- Mick Tempest on the cover of the 15 May 1982 edition of Eagle, art by John Higgins.

Publication information
- Publisher: IPC Magazines
- Schedule: Weekly
- Title(s): Eagle 27 March to 4 September 1982
- Formats: Original material for the series has been published as a strip in the comics anthology(s) Eagle.
- Genre: Science fiction
- Publication date: 27 March – 4 September 1982
- Main character(s): Mick Tempest

Creative team
- Writer(s): Alan Hebden
- Artist(s): José Ortiz
- Editor(s): Dave Hunt

= The Tower King =

British comic book story

"The Tower King" is a British comic science fiction strip, appearing in titles published by IPC Magazines. The story was published in the weekly comic, Eagle, from 27 March to 4 September 1982, written by Alan Hebden, with art by José Ortiz. The story was set in a dystopian London, where society has broken down.

==Creation==
While the relaunched Eagle included a mix of photo and conventional picture strips. "The Tower King" was one of the latter. It was written by IPC stalwart Alan Hebden, who had experience writing for Battle Picture Weekly (including creating Major Eazy) and 2000 AD. José Ortiz provided the art; while the strip was in black-and-white, the web offset printing method used for Eagle meant he was able to give the art a grey wash, enhancing the atmosphere and detail. The strip's creators made use of the opportunity by juxtapositioning jarring visual elements, such as historic London landmarks strewn with the rubble of modern buildings, or soldiers in patchwork armour complete with pocket watches and police helmets, armed with both halberds and grenades.

==Publication history==
The story debuted in the launch issue of the new Eagle, dated 27 March 1982 and continued until the 4 September 1982 edition - when it was effectively replaced by another Ortiz-drawn strip, "The House of Daemon".
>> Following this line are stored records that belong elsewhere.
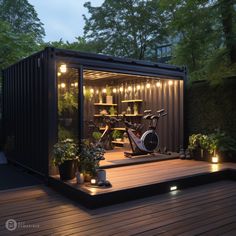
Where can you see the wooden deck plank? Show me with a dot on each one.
(173, 203)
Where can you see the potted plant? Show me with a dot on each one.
(64, 156)
(109, 98)
(194, 146)
(67, 104)
(89, 157)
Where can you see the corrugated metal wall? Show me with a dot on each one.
(25, 109)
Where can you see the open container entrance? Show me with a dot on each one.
(111, 98)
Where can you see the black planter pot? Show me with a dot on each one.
(67, 170)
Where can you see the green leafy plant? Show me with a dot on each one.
(67, 103)
(96, 135)
(89, 157)
(112, 111)
(117, 134)
(108, 90)
(64, 150)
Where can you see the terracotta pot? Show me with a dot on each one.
(67, 170)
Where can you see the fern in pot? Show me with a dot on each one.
(65, 157)
(89, 157)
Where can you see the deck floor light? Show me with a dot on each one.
(173, 188)
(215, 159)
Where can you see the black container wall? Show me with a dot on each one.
(26, 116)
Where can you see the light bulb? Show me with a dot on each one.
(63, 68)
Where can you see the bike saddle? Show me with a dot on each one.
(160, 111)
(147, 117)
(147, 111)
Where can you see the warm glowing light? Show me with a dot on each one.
(63, 68)
(173, 188)
(158, 84)
(215, 159)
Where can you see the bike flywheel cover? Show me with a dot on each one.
(150, 140)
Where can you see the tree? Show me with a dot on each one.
(205, 35)
(130, 28)
(21, 31)
(22, 18)
(80, 44)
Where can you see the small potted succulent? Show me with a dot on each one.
(117, 135)
(65, 157)
(89, 157)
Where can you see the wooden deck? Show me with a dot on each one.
(137, 181)
(205, 210)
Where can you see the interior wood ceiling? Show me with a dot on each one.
(96, 75)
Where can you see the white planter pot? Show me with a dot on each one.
(109, 99)
(101, 175)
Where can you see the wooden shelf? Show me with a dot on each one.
(104, 104)
(99, 115)
(118, 128)
(118, 142)
(131, 115)
(135, 100)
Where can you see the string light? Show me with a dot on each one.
(158, 84)
(63, 68)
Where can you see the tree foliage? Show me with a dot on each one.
(130, 28)
(21, 31)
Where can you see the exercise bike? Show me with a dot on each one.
(149, 141)
(105, 140)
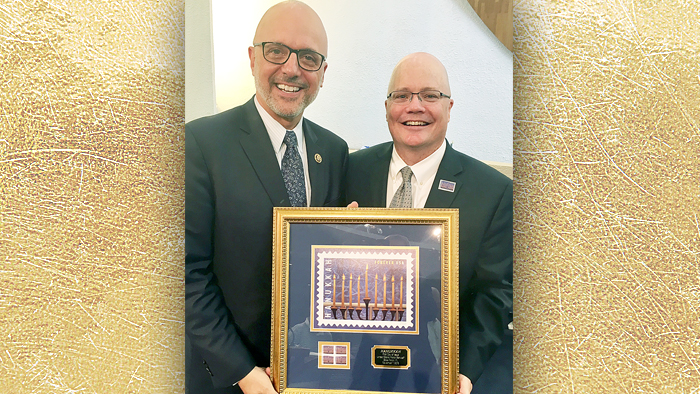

In 1998, the rights to the strips created for Eagle – including "House of Daemon" – were purchased from Egmont Publishing by the Dan Dare Corporation. In 2014, Hibernia Books licensed "The Tower King" and produced a collected edition with a foreword by 2000 AD artist Leigh Gallagher, initially in a print run of 200 copies. A second limited run followed in 2017. In 2020, Hibernia produced another short run, along with another run of their collection of "The House of Daemon".

==Plot==
The story is set in a post-apocalyptic modern-day London. Following from a nuclear war, a malfunctioning solar-powered satellite, somehow bathes the Earth in radiation that makes the production of electricity in any form impossible. Without heating, transport, food, or communication, and in the middle of a heavy winter, London swiftly falls into mass panic, resulting in pseudo-medieval anarchy; the state of the rest of Britain or other countries is not explored during the strip.

Unlike many of the early Eagle strips, The Tower King is in drawn rather than photographic format; the strip's creators made use of the opportunity by juxtapositioning jarring visual elements, such as historic London landmarks strewn with the rubble of modern buildings, or soldiers in patchwork armor complete with pocket watches and police helmets, armed with both halberds and grenades.

The main character is Mick Tempest, a natural-born soldier and leader, with a down-to-earth demeanour. He organises his neighbourhood into a group, sharing protection and food in the face of rioters and looters, and then negotiates entry into the Tower of London for protection, Britain's monarchy apparently having been killed in the chaos. He is captured in an assault on the Tower by Lord Spencer, a self-styled feudal warlord, who tries to publicly behead Tempest on Tower Green when he refuses to swear fealty. They are attacked by Tube Rats, a vicious group of cannibalistic survivors who had taken over the defunct London Underground system; in the battle, Tempest proves his worth to Spencer as an equal rather than a lieutenant.

Tempest, Spencer, and their army slowly regain control over parts of central London, encountering a hospital containing medical staff who had become insane due to events and have started a cult around worship of human organs; a group called the Wreckers who drive hand-cranked diesel-powered tanks and trains; and an 'electric temple' inside a power station, within which another group of deranged people worship electricity as if it still exists.

Unknown to everyone on Earth, the electricity-interfering satellite is destroyed by meteor impact. It's Tempest who discovers the station's generators work when he turns them on to prove electricity is never coming back. The strip ends with Tempest vowing to re-create the world without the many social problems wrought by modern technology.

==Reception==
Reviewing the 2014 collected edition, Lew Stringer highly praised both the art and story, describing it as "one of the best British adventure strips of its time", despite noting a hurried conclusion.